One of the reasons that McKelvin will be so easily dispensable (or he'll take a pay cut and move to safety) is because of the presence of Butler. He toiled on injury lists, a complete afterthought to the fan base, for two years, but then quickly impressed his coaches and earned a roster spot last summer. Teams picked on him when he was pressed into action, and he gave up some big plays, but he also showed that he has a nose for the football, culminating with this huge play in the season finale. The Bills probably shouldn't hand him the No. 4 corner role heading into 2016, but they also wasted no time re-signing Butler so that he could compete for that job again next season. He has earned that look.

Sammy Seamster
  • Age: 24 (25 on 2/5/16)
  • 2015 earnings: $30K
  • 2016 cap charge: $450K ($450K savings if cut)
  • Playing time: 0 snaps in 1 game active
Merrill Noel
  • Age: 24 (25 on 9/10/16)
  • 2015 earnings: $26K
  • 2016 cap charge: $450K ($450K savings if cut)
  • Playing time: 0 snaps in 1 game active
Cam Thomas
  • Age: 24 (25 on 5/5/16)
  • 2015 earnings: $394K
  • 2016 cap charge: $525K ($1K added to cap if cut)
  • Playing time: Spent entire 2015 season on Reserve/PUP

Seamster and Noel were late-season call-ups from the practice squad as injuries depleted depth; Noel spent the entire year with the Bills on the practice squad, while Seamster was a mid-year import.
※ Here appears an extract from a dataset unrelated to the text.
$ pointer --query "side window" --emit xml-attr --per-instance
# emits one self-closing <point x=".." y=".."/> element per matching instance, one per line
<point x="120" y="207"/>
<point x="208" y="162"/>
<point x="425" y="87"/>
Thomas, a 2015 undrafted rookie who has good size, spent the entire year on Reserve/PUP with an unknown issue that cropped up in training camp.

Free agents

Ron Brooks
  • Age: 27 (28 on 10/16/16)
  • 2015 earnings: $660K
  • 2016 cap charge: Unrestricted Free Agent
  • Playing time: 54 snaps in 13 games active (4.9% of total)
  • Stats: 12 tackles (11 solo), 2 defended passes

Primarily a special teams player in his four-year career with the Bills, the 2012 fourth-round pick out of LSU has been routinely bypassed by other corners on Buffalo's depth chart in that time frame. Unless the Bills value his special teams contributions more than we know, it's looking like he's done in Buffalo, given that the team does not really value him as an option on defense.

Offseason outlook

Depth is always a concern at cornerback, but the Bills are probably happy with the notion of giving their major playing-time roles to Gilmore, Darby, and Robey next season. They should look to bolster their depth with young, cheap acquisitions, and then their big decisions will be whether or not to shift McKelvin to safety or take that nearly $4 million in cap savings, and how much they should set aside to lock Gilmore up long-term. For next season, however, the Bills look like they're in pretty good shape here.